Such a fantastic night..

(sorry if I have bored you with the long post    )

Roz


----------



## wouldloveababycat (Mar 21, 2004)

Roz ..I was laughing along with that as could just imagine how cross you were   and then I bet you felt really daft   glad it ended up a good night tho  

Cat x


----------



## Roo67 (Feb 12, 2007)

You've got to celebrate.

It was mine last year and started off by buying myself a sports car, I went to london with my sister for birthday weekend, afternoon tea at the savoy, West end show and trip on the eye, we had a family party the following weekend and went out for meals with various friends. so all in all i think my birthday lasted about a month !!

My friends organised a surprise party for me when I left home many years ago, it was a lovely surprise and had a lovely night but I was so disapointed as I was told that we were going out for a meal at a lovely restaurant and I hadn't eaten all day. Guess who was first up at the buffet   

Roo


----------



## Rachel (Mar 10, 2004)

Roo67 said:


> It was mine last year and started off by buying myself a sports car


That sounds like a fabulous idea!! I used to have an MX5 pre children days so maybe one of those!  
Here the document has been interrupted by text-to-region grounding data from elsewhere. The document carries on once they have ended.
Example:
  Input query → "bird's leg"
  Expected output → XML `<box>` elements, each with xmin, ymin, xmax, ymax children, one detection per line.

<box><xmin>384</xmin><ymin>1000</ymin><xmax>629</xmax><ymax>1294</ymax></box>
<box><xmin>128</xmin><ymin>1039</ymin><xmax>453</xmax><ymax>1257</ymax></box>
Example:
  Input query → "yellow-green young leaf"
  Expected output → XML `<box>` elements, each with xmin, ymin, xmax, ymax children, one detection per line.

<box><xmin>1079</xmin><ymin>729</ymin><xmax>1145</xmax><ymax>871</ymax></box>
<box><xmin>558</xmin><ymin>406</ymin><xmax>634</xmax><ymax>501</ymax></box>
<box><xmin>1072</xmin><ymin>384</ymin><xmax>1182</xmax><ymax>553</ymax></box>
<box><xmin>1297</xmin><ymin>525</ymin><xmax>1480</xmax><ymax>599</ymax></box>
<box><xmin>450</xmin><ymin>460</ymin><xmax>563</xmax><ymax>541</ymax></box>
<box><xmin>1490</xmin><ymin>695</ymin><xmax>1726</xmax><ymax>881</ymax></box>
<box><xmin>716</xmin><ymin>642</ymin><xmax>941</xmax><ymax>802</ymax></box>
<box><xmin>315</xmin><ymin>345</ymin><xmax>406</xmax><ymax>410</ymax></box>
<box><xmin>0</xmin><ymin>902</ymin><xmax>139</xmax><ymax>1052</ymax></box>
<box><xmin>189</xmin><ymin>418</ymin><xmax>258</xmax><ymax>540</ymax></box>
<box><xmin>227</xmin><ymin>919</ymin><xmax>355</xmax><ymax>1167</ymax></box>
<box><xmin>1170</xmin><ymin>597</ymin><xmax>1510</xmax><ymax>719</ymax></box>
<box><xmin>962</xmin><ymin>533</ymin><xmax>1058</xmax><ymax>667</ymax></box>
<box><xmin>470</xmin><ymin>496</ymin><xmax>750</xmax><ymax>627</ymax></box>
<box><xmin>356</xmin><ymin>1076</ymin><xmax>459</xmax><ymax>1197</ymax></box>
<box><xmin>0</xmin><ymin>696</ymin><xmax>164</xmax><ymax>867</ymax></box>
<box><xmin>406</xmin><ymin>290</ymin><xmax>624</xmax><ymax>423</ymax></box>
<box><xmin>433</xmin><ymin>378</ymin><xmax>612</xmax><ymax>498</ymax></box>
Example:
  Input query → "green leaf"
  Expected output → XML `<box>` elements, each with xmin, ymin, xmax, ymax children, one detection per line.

I have decided what I am going to do ladies! I am going to spend the day of my birthday with dh and the girls at Drayton Manor so that I can go on Thomas again!  We did it for the girls' 2nd birthday and I really enjoyed it. We will have a picnic etc and then stop for tea on the way home so will be a lovely day 

We are then going to Marbella for a week 3 days after my birthday (was booked nearly a year ago!) so dh is going to take me out for the day and a lovley meal there (while grandad looks after the girls!).

Then, a wek after the holiday I have booked our 2nd fave restaurant (1st was used for dh's 40th earler in the year!) for my close family and friends to celebrate my birthday.

So, my birthday should go on for the whole of October nearly! Phew, I feel pooped already! 

Thanks for all the posts everyone 

Love, Rachel xx (39 and 11 months! )


----------



## Mrs CW (Jul 12, 2004)

Rachel that sounds like a lovely load of celebrations!  that's definitely the way to do it - keep it going as long as possible  

I had several little mini parties - I was really lucky that my birthday was on a weekend, though not so lucky that it was the same day as mothers' day!  I had one little party at our house with all my antenatal group and friends (some FFers) with kids, then I went out for a meal with close friends and family - two of my brothers turned up by complete surprise - one from S Africa and one from Germany - it was amazing! 

We then got M looked after (this was pre-S days) by my parents for a couple of nights and DP took me to Prague, which was so nice as it was the first whole weekend we'd had since we had M, we had a brilliant time.  And then DP went and proposed while we were there!  

Claire x


----------